I saw J on Friday afternoon. Spotted his distinctive bright green velvet jacket out of the corner of my eye whilst chatting to my hairdresser. First impressions were that he looked sick; sick as in manic, and clearly off his medication again. I watched him waving his arms around while he rocked back and forth on his heels and talked to a man I’d never met before, his head freshly shaved under his wide-brimmed black hat. I remember that hat; it’s the one he bought and wore when he was starting to get psychotic. You see, J always wore hats, and very rarely took them off; even indoors. I assumed it was a security thing.
I felt a little sad. J put me through a lot, but I did sort of hope that after the last time he was in hospital – he’s been sectioned six or seven times – he’d finally take some sort of control, or at least his family would step in for once and make sure he took the medication, or at least stayed away from the conspiracy-theorists and criminals he spent the majority of his time with. I’m still unconvinced by the bipolar diagnosis – J fits perfectly into the definition of a true narcissist – but it’s nothing to do with me now. Did I somehow think that my attempts at helping would change almost twenty years of psychotic episodes and violent outbursts? I suppose I hoped it would, but clearly it made no difference at all.
A few years ago, we were both in the same place, mentally. He was running around inventing grand schemes to make millions, and I was lying on the sofa, a joint in one hand and a bottle of morphine in the other. He was snorting experimental party drugs and screaming at me if I spoke too loud or accidentally knocked something over. I was hiding in the house, terrified to go outside. He left for days on end, with no clue as to where he was going, leaving me with no gas, electricity, and – sometimes – no door key. I slept in his car rather than have to be in the same bed as him, because he didn’t wash for weeks on end, not even brush his teeth. Once we moved into the house his parents bought, I believed things would change. I stopped the morphine and forced myself to get help from my GP. When J was sectioned after shaving all his hair off and taking a Bible into a pub – shouting about Islam and the EDL – I promised to help him. I tried. I failed.

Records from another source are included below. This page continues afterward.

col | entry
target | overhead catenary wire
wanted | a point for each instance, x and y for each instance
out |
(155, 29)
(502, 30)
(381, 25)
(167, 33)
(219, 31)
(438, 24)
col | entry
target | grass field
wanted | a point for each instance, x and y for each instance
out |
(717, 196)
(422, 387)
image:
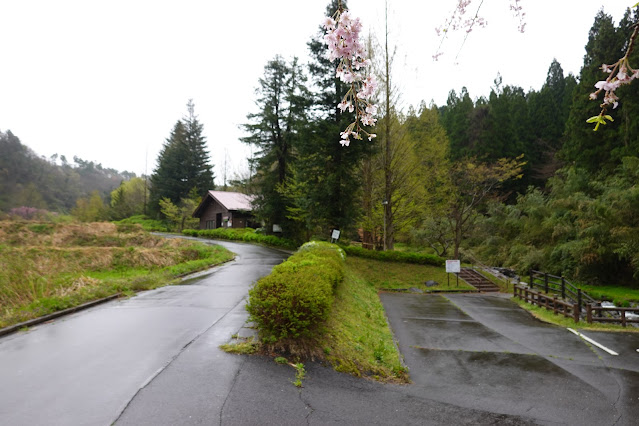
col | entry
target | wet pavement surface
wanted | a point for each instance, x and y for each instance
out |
(154, 359)
(84, 369)
(484, 352)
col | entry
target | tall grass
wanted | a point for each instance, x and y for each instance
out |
(50, 266)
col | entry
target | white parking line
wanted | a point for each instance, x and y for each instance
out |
(599, 345)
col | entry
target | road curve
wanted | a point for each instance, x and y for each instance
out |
(84, 369)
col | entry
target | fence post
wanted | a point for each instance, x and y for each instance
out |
(531, 283)
(579, 299)
(546, 282)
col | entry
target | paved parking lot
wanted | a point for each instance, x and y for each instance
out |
(484, 352)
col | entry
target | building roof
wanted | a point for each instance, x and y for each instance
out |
(228, 200)
(233, 200)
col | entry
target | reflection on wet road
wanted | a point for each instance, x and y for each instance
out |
(85, 368)
(484, 352)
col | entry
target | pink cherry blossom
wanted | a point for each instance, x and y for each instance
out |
(343, 44)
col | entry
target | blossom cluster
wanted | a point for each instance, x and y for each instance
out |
(519, 14)
(624, 75)
(620, 73)
(342, 38)
(455, 22)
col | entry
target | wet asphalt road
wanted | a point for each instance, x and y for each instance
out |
(155, 360)
(484, 352)
(85, 369)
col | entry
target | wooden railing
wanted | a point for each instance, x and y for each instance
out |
(561, 286)
(599, 312)
(550, 302)
(594, 312)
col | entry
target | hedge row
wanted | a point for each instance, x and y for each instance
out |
(395, 256)
(241, 234)
(297, 296)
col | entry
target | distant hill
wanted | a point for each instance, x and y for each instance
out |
(27, 179)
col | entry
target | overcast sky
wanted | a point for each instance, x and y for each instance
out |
(106, 81)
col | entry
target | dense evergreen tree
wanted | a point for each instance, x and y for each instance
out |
(330, 172)
(274, 130)
(604, 149)
(183, 164)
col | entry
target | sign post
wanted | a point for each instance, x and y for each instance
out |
(453, 267)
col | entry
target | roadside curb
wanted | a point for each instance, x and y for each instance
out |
(16, 327)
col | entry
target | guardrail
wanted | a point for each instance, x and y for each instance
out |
(559, 285)
(600, 310)
(591, 312)
(558, 306)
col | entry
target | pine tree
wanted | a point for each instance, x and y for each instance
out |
(275, 130)
(330, 171)
(183, 163)
(604, 149)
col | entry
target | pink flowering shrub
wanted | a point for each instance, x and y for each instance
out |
(28, 213)
(342, 37)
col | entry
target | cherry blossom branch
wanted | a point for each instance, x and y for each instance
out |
(620, 73)
(342, 38)
(456, 22)
(519, 14)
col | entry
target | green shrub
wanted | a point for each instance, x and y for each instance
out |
(395, 256)
(297, 296)
(241, 234)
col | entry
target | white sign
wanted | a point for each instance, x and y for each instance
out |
(453, 266)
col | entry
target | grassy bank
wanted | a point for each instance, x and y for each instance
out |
(549, 317)
(48, 267)
(400, 276)
(357, 338)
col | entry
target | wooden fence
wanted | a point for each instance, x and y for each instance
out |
(550, 302)
(594, 312)
(600, 311)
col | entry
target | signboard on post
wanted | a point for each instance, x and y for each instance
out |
(453, 266)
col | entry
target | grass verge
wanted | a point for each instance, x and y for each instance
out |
(549, 317)
(51, 267)
(620, 296)
(401, 276)
(357, 338)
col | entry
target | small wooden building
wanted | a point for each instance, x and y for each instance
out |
(221, 209)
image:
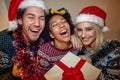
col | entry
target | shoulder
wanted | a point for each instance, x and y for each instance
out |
(5, 35)
(111, 44)
(6, 39)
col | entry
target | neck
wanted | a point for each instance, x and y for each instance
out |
(62, 45)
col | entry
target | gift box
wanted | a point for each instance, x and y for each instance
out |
(72, 67)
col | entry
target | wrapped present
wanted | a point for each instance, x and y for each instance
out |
(72, 67)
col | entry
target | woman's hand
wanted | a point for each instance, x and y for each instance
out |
(76, 42)
(84, 57)
(16, 72)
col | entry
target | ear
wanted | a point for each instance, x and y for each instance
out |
(19, 21)
(51, 35)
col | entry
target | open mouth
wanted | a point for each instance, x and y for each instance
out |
(64, 33)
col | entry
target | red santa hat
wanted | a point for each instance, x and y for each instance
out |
(93, 14)
(21, 4)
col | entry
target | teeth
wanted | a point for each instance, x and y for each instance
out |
(63, 31)
(35, 30)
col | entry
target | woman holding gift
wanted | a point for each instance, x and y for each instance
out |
(59, 27)
(90, 25)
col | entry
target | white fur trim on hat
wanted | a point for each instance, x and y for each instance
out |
(24, 4)
(92, 18)
(27, 3)
(105, 29)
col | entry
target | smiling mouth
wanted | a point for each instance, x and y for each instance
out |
(64, 32)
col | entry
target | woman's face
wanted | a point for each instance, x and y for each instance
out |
(60, 29)
(86, 32)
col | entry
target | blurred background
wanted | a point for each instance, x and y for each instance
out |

I watched him, with his scruffy beard and the brown cord trousers he wore every day, and wondered why our lives took such dramatic turns on the day I left him. J is forty two now, and still stands in the street with his odd mannerisms, wearing poorly-matched charity shop clothes and, obviously, still not washing. He’s still in the cycle of taking medication then, when he feels it isn’t working anymore, refusing all medical help and ending up right back where he started.
Despite everything I feel about our time together, I do feel sorry for him. He never had the support of a family who were involved with his psychosis. They just pretended it didn’t happen, and never visited him in hospital; preferring to go on holiday to Venice instead. He has nobody to make sure he takes the medication or at least has somewhere safe to be when he loses it. His ‘friends’ are all ex-cons, patients from the various mental hospitals, or religious and conspiracy fanatics. He has never been given responsibility – his parents willingly throwing money at his wild schemes and places to live – and I don’t think anyone has ever suggested therapy.
Sadly… J just wasn’t a nice person. His bipolar or whatever had nothing to do with that. Mental illness or no, he’d still have been a dick. Which is why I stayed in that seat, surrounded by the smell of peroxide, and eventually looked away. He’s not part of my life anymore. I don’t want to give him the satisfaction of knowing he ever entered my mind.